# Antarctic Alps! And Rivers under the ice?



## Saeltari (Feb 25, 2009)

This is very interesting. It shows that the ice there formed fairly quickly. They stated that the Alps are about 50 to 60 million years old but these may be quite a bit older. The article also said they could see liquid below their camps, about 2 miles down in valleys.

Makes a person wonder what discoveries and mysteries are there! 

-> Alp-sized peaks found entombed in Antarctic ice


----------



## chrispenycate (Feb 25, 2009)

Deep frozen mountain? I suppose the jagged bits will stop the sheet sliding off in one big lump.

I get this incongruous picture of those heliski maniacs who're always searching for new slopes to slide down digging holes to get to the peaks…


----------



## Allegra (Feb 25, 2009)

Fascinating! Lovecraft would love to hear this. There are maps on the BBC report:

BBC NEWS | Science & Environment | 'Ghost peaks' mapped under ice


----------



## Nik (Feb 25, 2009)

Scary...

When you consider there's entire ranges trapped under miles of  ice, some places in Antarctica where only the peaks show, those ruddy dry-valleys, ancient 'buried' lakes kept thawed by geothermal heat, ring-of-fire volcanos including the active Erebus...

Um, I'm reminded that 'Alien Earth' hunts now include 'super ice-Earths', 50~~150% bigger, but in Mars-like orbits where life may thrive at Equatorial 'oases', hot springs and/or in the under-ice oceans...


----------



## Cayal (Feb 25, 2009)

Saeltari said:


> Makes a person wonder what discoveries and mysteries are there!
> http://news.yahoo.com/s/nm/20090224/od_uk_nm/oukoe_uk_antarctica_mountains



Megatron.


----------



## Saeltari (Feb 25, 2009)

Cayal said:


> Megatron.


 


According to _Antarktos Rising_, its the nephilim .


----------



## Ursa major (Feb 26, 2009)

I heard someone on the Radio 4 ten o'clock news say that these mountains were very odd: there were no nearby plate boundaries and he said the rocks were (or had been) thought to be Precambrian, meaning that any mountains there would have been smoothed by the ages, not Alpine.
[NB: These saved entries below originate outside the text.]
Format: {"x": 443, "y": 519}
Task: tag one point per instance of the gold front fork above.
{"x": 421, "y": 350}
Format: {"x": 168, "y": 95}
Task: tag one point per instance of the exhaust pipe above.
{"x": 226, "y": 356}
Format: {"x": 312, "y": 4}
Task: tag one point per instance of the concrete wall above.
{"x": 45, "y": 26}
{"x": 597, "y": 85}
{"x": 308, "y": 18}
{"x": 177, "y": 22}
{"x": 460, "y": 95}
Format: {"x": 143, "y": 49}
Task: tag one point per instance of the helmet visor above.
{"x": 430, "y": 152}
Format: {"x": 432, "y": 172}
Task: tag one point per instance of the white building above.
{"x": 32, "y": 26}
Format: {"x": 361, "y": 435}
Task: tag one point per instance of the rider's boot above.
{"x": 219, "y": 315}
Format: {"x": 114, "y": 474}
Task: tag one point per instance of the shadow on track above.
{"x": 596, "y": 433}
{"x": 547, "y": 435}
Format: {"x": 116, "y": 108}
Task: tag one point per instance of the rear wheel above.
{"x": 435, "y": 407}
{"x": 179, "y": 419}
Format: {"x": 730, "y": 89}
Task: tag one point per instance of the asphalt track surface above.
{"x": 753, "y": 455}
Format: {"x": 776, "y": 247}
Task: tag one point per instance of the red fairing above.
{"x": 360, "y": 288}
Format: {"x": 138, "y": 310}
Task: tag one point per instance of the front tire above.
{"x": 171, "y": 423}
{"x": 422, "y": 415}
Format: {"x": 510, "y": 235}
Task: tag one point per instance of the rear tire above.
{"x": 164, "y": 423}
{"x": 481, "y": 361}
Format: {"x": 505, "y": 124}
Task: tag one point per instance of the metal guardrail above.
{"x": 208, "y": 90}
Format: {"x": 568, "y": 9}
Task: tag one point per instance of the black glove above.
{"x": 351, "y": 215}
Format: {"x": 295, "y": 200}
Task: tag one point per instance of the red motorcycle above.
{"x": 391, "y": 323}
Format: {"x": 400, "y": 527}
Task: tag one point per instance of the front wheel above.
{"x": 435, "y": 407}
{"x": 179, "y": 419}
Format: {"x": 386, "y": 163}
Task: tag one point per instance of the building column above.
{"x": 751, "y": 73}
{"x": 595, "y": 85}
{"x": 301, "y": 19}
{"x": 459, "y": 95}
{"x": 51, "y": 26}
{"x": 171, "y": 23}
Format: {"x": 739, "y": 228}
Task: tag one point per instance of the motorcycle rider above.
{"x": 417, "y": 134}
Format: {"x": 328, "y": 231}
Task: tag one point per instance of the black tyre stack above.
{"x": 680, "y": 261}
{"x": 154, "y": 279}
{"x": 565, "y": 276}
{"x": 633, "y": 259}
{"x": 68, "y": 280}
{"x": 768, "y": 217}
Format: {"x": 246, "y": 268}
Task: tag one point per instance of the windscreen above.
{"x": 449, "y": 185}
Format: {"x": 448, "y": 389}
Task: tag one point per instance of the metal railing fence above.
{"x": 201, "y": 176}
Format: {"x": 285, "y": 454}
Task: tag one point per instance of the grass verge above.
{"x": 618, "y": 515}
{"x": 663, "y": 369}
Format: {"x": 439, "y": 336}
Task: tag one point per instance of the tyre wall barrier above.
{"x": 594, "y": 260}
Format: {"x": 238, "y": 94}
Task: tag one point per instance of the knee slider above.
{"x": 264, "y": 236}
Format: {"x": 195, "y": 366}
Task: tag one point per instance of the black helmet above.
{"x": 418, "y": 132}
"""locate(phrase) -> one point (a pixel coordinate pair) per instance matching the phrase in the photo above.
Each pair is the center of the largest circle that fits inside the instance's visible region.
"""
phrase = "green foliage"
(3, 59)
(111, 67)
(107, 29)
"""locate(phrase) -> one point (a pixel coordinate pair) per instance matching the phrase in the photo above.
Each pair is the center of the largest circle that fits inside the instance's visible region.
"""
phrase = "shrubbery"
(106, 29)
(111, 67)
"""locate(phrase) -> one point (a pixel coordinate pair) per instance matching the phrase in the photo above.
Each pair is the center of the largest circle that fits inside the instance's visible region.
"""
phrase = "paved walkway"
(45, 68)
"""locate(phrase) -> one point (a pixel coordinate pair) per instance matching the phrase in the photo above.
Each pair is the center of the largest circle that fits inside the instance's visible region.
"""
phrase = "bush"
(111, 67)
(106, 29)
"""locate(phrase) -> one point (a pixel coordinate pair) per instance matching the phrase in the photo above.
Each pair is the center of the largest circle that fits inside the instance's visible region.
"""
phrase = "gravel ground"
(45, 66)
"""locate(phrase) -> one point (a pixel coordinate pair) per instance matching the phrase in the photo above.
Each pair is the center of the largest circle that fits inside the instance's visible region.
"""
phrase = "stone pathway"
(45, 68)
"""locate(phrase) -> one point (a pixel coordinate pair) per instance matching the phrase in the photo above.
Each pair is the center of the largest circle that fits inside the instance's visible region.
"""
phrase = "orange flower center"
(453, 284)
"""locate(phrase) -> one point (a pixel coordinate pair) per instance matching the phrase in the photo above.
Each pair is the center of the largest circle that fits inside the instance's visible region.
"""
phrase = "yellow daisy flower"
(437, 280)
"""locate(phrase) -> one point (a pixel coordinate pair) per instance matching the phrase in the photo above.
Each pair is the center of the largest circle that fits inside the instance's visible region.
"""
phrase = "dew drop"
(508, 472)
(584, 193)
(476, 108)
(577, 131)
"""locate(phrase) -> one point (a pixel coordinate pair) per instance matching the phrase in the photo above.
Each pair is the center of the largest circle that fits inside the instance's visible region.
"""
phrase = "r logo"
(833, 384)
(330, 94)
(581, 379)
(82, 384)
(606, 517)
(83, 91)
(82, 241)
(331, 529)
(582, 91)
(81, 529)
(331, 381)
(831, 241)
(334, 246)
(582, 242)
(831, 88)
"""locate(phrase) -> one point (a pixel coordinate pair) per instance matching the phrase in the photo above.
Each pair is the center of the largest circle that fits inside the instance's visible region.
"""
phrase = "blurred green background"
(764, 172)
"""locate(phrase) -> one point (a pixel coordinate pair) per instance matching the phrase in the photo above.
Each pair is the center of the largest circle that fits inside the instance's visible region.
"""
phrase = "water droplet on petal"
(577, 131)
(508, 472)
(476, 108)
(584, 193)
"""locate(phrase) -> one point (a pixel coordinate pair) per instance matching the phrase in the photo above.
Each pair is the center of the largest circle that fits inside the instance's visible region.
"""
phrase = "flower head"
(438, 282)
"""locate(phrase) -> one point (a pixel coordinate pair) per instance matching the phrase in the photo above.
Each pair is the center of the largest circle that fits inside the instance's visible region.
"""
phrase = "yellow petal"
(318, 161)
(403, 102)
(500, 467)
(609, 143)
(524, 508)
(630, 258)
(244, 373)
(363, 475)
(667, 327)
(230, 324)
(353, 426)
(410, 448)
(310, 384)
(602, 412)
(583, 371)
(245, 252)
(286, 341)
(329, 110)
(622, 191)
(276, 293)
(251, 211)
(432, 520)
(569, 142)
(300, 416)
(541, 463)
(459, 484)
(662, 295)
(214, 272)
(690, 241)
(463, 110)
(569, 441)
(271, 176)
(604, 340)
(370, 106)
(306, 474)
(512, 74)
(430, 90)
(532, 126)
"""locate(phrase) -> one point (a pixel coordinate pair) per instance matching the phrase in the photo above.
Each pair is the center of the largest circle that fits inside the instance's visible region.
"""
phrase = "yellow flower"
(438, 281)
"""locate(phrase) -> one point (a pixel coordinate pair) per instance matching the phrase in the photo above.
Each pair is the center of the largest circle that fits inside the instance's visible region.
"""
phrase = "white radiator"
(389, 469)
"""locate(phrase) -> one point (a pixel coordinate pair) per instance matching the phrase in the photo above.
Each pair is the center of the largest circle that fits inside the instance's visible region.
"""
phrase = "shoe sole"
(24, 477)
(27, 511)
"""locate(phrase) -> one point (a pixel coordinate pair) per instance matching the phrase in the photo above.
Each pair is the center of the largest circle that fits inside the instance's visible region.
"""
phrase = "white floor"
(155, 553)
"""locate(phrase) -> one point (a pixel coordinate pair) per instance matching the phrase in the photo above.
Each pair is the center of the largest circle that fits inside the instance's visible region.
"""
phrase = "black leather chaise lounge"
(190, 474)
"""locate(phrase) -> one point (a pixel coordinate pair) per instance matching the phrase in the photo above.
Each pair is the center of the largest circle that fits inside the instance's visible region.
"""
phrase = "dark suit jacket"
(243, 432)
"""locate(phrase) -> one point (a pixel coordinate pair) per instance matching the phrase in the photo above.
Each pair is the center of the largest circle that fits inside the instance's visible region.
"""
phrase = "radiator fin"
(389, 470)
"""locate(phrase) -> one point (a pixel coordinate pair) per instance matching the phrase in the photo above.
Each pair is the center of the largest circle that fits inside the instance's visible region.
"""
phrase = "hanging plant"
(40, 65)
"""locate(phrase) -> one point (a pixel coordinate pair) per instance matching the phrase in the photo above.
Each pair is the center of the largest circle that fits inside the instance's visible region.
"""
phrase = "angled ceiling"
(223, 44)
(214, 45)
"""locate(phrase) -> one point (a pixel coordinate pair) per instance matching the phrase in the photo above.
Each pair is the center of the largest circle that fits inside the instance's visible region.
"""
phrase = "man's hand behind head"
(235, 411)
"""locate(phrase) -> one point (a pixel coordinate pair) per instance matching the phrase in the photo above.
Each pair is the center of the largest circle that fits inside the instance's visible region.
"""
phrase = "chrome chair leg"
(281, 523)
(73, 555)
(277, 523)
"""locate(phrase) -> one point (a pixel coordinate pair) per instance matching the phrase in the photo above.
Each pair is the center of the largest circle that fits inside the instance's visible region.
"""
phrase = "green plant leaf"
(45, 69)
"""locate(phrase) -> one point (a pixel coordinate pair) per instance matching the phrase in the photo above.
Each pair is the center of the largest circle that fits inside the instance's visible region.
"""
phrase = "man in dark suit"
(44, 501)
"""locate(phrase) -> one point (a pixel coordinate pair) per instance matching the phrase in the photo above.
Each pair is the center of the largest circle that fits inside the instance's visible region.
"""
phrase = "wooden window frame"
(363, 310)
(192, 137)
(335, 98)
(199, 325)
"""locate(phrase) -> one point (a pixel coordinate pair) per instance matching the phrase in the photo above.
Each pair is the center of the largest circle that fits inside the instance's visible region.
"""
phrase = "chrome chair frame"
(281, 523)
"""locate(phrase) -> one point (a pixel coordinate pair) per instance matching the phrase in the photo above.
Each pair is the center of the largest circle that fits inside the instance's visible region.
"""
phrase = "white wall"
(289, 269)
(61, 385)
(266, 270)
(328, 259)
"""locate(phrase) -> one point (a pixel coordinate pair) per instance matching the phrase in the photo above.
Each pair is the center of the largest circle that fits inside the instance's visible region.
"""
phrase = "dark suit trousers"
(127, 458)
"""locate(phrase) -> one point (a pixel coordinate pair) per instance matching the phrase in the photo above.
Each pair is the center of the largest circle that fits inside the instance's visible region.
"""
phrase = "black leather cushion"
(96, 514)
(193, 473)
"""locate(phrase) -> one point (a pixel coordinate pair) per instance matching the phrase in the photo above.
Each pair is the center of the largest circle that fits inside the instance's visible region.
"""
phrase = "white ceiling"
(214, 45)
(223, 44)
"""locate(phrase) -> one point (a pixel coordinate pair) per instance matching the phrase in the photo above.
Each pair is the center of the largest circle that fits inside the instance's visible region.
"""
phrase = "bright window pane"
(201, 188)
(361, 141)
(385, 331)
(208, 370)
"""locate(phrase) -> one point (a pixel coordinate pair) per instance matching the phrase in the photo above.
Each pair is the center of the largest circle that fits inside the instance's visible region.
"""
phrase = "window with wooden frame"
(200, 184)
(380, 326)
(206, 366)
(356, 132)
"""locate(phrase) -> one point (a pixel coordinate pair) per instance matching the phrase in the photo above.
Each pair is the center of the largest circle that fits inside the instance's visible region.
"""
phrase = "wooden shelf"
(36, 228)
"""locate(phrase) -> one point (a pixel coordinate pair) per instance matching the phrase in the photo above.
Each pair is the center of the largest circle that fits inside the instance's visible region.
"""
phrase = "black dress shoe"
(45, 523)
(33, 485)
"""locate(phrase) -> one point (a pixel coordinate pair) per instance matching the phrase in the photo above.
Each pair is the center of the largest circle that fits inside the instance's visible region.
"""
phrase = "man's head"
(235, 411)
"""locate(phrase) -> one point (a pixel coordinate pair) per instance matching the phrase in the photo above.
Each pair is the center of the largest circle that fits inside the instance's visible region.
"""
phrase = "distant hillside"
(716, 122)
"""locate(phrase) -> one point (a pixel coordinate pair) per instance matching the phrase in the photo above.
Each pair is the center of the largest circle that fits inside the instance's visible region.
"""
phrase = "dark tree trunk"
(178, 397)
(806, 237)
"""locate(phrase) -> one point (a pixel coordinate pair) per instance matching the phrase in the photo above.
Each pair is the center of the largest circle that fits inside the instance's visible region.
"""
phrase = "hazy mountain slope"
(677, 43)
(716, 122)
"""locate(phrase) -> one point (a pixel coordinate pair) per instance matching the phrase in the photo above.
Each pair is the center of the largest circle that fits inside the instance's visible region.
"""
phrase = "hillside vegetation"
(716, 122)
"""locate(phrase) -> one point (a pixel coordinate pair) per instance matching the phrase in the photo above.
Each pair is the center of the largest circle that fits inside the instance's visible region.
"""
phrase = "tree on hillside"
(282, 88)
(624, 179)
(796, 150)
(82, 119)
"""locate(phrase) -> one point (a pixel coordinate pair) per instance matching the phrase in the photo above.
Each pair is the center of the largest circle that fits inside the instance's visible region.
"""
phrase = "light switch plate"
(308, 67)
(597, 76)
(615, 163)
(I can only assume that they got their geology wrong.)


----------



## ktabic (Feb 26, 2009)

From what I dimly remember from my course, there was a plate boundary running through Antarctica. The two plates merged about 65MA ago. 

The Antarctica mountains were not formed by the usual method of banging two tectonic plates together and waiting, but by taking a 2 mile high plateau, about the size of France and eroding it away. There are other mountain ranges (Red Sea foothills are that type, iirc) formed this way, but nothing quite on the same scale as Antarctica.

There are entire rivers and lakes under the ice, which have been separated from the rest of the biosphere for about 15MA. IIRC, the Russians where planning on sending something down to see if there was still life (almost certainly) and how it had evolved (15MA provides plenty of time for stuff to evolve)


----------



## Nik (Feb 28, 2009)

" taking a 2 mile high plateau, about the size of France and eroding it away..."

Thanks !
That got a 'Wow !' here: Needed *seriously* deep time...


----------



## AE35Unit (Mar 1, 2009)

Fabulous,if only we could take a look down there! I wonder what fossil remains of creatures past we'd find!


----------